Patients entering the study during the dose escalation component who do not meet the measurable disease requirement may enter with elevated CA 125 levels only if previously normal or stable CA 125 levels are documented after the completion of the prior chemotherapy regimen.

  • Age > or = 18 years at the time of signing of consent form
  • Gynecologic Oncology Group (GOG) performance status of < or = 2
  • Laboratory test results within these ranges within 14 days prior to study registration:

    • Absolute neutrophil count > or = 1.5 x 10^9/L
    • Platelet count > or = 100 x 10^9/L
    • Serum creatinine < or = 1.5 mg/dL
    • Total bilirubin < 1.2 mg/dL
    • AST (SGOT) and ALT (SGPT) < or = 2 x upper limit of institutional normal (ULN) or < or = 5 x ULN if hepatic metastases are present.
  • The left ventricular ejection fraction must be at or above the lower institutional limits of normal (as assessed by MUGA scan or echocardiogram) obtained within 28 days prior to registration.
  • Peripheral neuropathy ≤ grade 2 (CTCAE v 3.0).
  • Patients who are taking a stable or decreasing dose of concomitant systemic steroids during the study must agree to also take low dose aspirin and/or other platelet-active, anti-thrombotic medication (medication[s] used will be decided by the Investigator) while receiving study drug and for 30 days after study drug is discontinued.
  • All previous cancer therapy, including chemotherapy, hormonal therapy and surgery, must have been discontinued at least 28 days prior to treatment in this study.

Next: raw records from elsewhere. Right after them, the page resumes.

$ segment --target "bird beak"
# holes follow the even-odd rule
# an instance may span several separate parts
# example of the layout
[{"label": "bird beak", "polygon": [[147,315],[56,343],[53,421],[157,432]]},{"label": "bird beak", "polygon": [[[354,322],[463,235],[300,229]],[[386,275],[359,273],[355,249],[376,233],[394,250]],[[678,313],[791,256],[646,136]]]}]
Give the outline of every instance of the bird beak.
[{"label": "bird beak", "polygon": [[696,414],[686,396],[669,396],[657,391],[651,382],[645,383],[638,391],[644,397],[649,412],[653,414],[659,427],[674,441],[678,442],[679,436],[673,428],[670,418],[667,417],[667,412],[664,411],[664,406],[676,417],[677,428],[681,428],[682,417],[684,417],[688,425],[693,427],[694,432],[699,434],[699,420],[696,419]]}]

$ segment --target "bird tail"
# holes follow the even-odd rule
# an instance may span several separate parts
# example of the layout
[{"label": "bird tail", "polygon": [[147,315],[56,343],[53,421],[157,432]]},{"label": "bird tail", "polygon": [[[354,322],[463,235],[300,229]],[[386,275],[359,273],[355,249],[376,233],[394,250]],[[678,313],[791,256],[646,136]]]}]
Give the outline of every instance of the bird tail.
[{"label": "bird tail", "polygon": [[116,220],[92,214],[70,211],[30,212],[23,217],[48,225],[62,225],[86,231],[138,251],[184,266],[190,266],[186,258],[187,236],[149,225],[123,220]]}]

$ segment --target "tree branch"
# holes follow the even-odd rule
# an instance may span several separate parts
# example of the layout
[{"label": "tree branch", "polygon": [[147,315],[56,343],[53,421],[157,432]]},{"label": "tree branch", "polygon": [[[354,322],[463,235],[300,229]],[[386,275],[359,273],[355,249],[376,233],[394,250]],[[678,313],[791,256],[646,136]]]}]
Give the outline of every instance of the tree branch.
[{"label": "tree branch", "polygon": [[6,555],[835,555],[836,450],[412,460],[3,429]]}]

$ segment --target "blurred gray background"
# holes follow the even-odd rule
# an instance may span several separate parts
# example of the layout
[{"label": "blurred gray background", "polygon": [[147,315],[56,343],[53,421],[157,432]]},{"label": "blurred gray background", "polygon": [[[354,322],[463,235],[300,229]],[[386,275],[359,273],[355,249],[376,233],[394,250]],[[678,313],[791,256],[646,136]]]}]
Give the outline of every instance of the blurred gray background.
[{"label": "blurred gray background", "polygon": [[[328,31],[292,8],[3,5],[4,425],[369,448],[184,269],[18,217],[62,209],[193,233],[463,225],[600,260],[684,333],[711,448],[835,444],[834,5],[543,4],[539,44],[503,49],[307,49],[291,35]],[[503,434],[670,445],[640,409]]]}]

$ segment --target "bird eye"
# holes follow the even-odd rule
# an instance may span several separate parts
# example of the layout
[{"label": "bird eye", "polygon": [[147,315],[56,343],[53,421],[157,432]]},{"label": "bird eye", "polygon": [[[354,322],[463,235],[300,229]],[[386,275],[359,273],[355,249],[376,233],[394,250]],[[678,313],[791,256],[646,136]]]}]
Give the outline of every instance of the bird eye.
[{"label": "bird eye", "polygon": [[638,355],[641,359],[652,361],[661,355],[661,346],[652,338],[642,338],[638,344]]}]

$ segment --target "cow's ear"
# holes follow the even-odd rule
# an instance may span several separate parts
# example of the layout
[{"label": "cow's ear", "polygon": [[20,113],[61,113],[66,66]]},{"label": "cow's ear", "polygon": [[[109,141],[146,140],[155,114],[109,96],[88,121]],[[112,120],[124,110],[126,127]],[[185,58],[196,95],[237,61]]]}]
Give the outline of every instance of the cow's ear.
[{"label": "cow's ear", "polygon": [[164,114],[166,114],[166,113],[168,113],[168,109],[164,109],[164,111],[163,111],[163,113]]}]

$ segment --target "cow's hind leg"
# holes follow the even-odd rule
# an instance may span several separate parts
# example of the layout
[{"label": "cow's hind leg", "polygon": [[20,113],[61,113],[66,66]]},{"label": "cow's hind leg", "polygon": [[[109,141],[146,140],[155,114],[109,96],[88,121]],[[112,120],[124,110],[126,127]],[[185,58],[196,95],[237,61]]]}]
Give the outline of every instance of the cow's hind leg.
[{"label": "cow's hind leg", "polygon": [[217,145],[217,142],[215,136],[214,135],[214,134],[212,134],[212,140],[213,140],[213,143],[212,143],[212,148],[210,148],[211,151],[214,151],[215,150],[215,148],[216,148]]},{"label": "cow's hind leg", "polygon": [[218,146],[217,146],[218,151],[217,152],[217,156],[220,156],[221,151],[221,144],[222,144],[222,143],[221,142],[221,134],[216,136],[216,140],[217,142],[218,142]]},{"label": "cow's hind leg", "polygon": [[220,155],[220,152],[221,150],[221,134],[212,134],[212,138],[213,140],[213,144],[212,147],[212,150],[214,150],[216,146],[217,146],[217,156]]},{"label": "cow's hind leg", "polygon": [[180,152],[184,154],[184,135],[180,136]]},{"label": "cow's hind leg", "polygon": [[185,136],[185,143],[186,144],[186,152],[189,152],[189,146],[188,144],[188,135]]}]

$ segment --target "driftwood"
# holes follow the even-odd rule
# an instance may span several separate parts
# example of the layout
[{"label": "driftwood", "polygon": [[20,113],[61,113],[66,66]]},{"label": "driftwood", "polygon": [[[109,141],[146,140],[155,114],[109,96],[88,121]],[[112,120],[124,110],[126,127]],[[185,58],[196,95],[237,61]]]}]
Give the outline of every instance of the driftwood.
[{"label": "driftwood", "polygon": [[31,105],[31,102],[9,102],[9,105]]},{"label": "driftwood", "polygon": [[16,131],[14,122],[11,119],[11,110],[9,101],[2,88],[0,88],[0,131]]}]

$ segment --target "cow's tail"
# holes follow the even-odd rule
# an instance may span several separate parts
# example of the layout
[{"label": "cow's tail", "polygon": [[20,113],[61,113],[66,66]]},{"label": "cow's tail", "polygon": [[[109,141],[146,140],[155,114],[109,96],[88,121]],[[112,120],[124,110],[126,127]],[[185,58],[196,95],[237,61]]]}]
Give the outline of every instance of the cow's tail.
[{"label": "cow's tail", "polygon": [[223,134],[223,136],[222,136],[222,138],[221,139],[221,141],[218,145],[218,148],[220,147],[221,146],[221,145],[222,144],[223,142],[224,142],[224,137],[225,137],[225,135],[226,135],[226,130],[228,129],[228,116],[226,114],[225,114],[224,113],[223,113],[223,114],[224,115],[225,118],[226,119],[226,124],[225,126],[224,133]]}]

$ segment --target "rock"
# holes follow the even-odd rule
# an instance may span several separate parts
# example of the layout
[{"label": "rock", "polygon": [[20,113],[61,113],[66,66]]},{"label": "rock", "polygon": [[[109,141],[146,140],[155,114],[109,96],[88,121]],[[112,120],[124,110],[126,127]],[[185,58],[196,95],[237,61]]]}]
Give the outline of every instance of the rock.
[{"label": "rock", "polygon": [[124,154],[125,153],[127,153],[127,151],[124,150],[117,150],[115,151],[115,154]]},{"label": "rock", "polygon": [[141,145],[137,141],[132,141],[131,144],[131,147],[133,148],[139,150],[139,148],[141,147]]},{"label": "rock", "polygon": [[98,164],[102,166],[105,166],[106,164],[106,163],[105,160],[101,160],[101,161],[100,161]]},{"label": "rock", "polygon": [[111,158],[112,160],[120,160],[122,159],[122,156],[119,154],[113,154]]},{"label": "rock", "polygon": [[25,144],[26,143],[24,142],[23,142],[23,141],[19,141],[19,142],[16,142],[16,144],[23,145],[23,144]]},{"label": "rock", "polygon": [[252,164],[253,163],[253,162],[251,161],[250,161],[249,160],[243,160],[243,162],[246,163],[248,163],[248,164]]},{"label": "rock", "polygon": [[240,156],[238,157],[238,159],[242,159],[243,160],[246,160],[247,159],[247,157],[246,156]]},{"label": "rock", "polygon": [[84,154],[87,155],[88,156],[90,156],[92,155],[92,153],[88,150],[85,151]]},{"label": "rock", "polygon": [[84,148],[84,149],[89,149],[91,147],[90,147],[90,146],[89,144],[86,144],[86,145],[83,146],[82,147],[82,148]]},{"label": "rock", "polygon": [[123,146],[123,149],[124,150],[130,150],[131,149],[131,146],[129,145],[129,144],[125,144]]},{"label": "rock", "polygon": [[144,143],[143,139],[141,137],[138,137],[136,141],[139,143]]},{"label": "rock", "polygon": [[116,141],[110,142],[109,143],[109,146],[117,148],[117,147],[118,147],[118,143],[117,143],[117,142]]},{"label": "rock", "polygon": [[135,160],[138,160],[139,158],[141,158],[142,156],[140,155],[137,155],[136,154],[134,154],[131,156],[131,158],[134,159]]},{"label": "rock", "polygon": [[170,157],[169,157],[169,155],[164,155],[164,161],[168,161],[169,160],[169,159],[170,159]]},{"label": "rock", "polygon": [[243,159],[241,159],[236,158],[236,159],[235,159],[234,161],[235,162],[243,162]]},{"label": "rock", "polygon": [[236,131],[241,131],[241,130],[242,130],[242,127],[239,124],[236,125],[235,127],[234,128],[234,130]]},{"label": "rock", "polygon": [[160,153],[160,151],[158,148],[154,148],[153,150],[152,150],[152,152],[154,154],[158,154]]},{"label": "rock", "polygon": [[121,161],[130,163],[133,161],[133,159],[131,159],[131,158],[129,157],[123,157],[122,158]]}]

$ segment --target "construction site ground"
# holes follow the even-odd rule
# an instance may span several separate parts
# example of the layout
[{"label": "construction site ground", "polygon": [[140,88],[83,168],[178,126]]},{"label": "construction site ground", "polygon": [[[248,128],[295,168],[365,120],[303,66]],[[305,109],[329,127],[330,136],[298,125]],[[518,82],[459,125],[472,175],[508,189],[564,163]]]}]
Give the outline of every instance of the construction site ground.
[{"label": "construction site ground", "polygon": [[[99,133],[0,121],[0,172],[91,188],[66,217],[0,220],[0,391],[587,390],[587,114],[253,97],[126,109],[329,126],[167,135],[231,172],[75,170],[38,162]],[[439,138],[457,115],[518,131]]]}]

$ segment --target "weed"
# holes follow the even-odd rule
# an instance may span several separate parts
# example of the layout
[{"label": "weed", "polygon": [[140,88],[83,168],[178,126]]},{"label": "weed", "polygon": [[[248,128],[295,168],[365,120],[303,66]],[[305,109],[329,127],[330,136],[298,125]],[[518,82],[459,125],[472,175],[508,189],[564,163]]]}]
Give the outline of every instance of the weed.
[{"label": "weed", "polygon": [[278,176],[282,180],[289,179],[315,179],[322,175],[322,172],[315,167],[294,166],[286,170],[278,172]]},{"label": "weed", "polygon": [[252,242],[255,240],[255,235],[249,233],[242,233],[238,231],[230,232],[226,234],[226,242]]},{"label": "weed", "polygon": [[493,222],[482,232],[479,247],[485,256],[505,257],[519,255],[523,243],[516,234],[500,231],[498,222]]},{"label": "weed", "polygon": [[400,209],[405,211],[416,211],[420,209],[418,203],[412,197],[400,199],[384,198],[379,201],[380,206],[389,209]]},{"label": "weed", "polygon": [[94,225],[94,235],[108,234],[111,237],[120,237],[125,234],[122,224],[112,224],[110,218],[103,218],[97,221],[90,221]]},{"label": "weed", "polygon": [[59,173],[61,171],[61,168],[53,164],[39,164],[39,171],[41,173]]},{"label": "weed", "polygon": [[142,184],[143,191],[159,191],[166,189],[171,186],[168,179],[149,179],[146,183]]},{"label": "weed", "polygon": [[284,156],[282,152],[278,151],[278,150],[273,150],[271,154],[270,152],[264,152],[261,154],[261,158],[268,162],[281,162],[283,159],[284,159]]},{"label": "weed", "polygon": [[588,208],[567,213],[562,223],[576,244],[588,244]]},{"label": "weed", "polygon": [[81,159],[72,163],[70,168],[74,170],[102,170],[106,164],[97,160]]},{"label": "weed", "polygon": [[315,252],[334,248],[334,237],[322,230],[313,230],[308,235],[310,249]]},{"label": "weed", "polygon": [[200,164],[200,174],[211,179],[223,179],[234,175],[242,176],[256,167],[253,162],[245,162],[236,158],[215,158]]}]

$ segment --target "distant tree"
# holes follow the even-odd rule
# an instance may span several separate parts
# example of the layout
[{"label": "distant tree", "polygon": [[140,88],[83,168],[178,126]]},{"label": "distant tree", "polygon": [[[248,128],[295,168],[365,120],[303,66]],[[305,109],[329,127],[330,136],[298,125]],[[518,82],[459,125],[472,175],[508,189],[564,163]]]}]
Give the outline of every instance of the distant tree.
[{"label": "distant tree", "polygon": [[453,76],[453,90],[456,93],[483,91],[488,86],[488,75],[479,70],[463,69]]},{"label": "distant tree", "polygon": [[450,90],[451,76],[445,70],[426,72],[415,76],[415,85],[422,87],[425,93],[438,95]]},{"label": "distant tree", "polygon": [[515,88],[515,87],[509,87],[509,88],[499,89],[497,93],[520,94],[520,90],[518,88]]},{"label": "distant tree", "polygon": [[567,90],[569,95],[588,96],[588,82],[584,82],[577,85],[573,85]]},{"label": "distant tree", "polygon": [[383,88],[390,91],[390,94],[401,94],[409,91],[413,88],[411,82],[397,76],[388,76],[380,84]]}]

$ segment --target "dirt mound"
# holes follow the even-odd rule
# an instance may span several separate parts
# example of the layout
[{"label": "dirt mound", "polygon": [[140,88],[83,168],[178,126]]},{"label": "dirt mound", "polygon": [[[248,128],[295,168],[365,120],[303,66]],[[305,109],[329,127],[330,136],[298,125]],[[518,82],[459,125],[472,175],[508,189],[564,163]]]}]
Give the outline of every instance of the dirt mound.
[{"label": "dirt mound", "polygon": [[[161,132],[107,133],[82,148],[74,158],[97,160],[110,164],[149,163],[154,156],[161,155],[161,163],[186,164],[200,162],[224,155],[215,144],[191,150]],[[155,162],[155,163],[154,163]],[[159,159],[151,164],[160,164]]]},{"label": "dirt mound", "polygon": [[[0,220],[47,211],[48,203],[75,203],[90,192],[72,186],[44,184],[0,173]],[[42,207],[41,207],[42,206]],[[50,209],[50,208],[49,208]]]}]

Use of thalidomide, or structurally related compounds, radiation, or biologic response modifiers must be discontinued at least 2 weeks prior to treatment in this study.
  • Progression free of prior malignancies for > or = 5 years with exception of currently treated basal cell, squamous cell carcinoma of the skin, or carcinoma "in situ" of the cervix or breast.
  • Females of childbearing potential (FCBP)† must have a negative serum or urine pregnancy test with a sensitivity of at least 50 mIU/mL within 10 - 14 days prior to and again within 24 hours of starting lenalidomide and must either commit to continued abstinence from heterosexual intercourse or begin TWO acceptable methods of birth control, one highly effective method and one additional effective method AT THE SAME TIME, at least 28 days before she starts taking lenalidomide. FCBP must also agree to ongoing pregnancy testing. All patients must be counseled at a minimum of every 28 days about pregnancy precautions and risks of fetal exposure.
  • Able to take aspirin (81 or 325 mg) daily as prophylactic anticoagulation (patients intolerant to ASA may use warfarin or low molecular weight heparin)
  • Voluntary written informed consent before performance of any study-related procedure not part of normal medical care, with the understanding that consent may be withdrawn by the subject at any time without prejudice to future medical care.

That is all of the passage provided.